Michael lowers his knife and takes off his mask. We don’t really see his face, but we see a single tear roll down his cheek.

“You’re just like me,” says Jamie. “Let me?” And she goes to wipe away his tear. Michael freaks, puts on his mask, and goes back to stabbing, but Jamie has already run away.

She goes downstairs, and finds Loomis who is quite alive. Loomis picks up Jamie, and yells out, “You want her! Here she is! Come and get her!”

But he keeps walking backwards, leading Michael downstairs, to the middle of the living room. Suddenly, Loomis pulls a rope on the wall, and a net made of heavy chains falls on him. Then Loomis shoots him twice with a dart gun of some kind. Then he beats Michael with a two-by-four, yelling out, “Die! Die! Die!”

Finally, Michael falls to the floor. Loomis collapses on top of him, eyes open. Maybe dead, but probably not, because this series has three more movies to go.

Red-and-blue lights show outside. The cops have arrived. I have no idea who called them.

Later, Michael is locked up in a prison cell. The sheriff declares, “The National Guard will take him to a maximum security facility. Where he’ll stay ‘til the day he dies.”

(Um, why is his mask still on? Is it normal to leave masks on a serial killer, after he’s captured?)

Jamie says, “He’ll never die.”

The sheriff tells the other cops to take her back to the clinic. For being sassy, I guess. The cops lead her away.

Outside, Silver Toes stamps out a cigarette, and walks into the police station.

Nearby, a cop puts Jamie into his car, when suddenly there’s an explosion in the police station.

A barred door, red light behind it, silhouettes Silver Toes, who appears to be shooting with a machine gun.

The cop with Jamie says, “Wait in the car,” and runs in to see what’s going on.

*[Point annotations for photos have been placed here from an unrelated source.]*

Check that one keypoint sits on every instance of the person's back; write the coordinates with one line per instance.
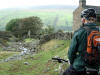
(78, 45)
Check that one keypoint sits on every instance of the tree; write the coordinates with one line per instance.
(25, 27)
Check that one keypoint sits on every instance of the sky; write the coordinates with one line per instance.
(26, 3)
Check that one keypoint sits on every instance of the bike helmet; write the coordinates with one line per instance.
(90, 12)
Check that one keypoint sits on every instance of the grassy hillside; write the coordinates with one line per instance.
(40, 63)
(56, 17)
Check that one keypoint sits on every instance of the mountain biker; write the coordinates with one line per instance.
(79, 45)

Jamie, of course, gets out of the car and heads into the police station. All the cops are dead. Again.

All the police in town killed on Halloween, two years in a row. Recruitment for the next round is going to be rough.

Jamie finds the cell Michael is supposed to be in, only the door has been blown off of its hinges. As has the door to the outside world.

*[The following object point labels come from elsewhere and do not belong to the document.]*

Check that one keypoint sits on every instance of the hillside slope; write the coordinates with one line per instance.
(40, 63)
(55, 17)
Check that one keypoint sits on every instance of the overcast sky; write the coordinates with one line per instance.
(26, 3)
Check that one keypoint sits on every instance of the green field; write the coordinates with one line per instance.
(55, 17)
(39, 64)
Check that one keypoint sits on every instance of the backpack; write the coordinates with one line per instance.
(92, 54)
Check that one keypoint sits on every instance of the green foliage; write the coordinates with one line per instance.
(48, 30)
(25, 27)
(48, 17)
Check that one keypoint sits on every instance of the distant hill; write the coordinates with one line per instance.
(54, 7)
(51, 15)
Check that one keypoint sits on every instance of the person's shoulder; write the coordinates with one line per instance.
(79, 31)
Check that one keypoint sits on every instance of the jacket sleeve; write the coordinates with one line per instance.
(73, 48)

Jamie starts to cry, softly stating, “No. No.”

Really, movie? That’s how you’re leaving things? With some dude in silver-toed boots and a cowboy hat and a flappy kind of coat thing breaking Michael out of jail?

Yep, that’s how they’re leaving things.

1 comment:

  1. Halloween 5 is just about the strongest single expression of the classic Carpenter motif that has ever been crafted. For people who responded to the original premise from 1978...of the triangular hunt, with Myers stalking his victims, and Loomis stalking him...and all set against the backdrop of a Middle America Harvest season...Halloween 5 represents the zenith, in many respects. In one or two regards, it actually manages to SURPASS the first film. Halloween established the template with Michael Myers being depicted as the ultimate stalker...always on the periphery, always waiting, yet never acting until HE was ready. Among the sequels, ONLY 5 is as relentlessly anchored to the essential, classic elements...incredible stalking sequences...suspenseful pursuit scenes...vivid Harvest ambience...a great score and beautiful cinematography...an incredible performance from Pleasance(it is in THIS film that he truly surpasses Peter Cushing's Van Helsing as the greatest hero from the horror realm)...the sexiest lady in the series in Sami...Halloween 5 is a masterpiece....the final truly great Halloween movie, and the final great slasher film.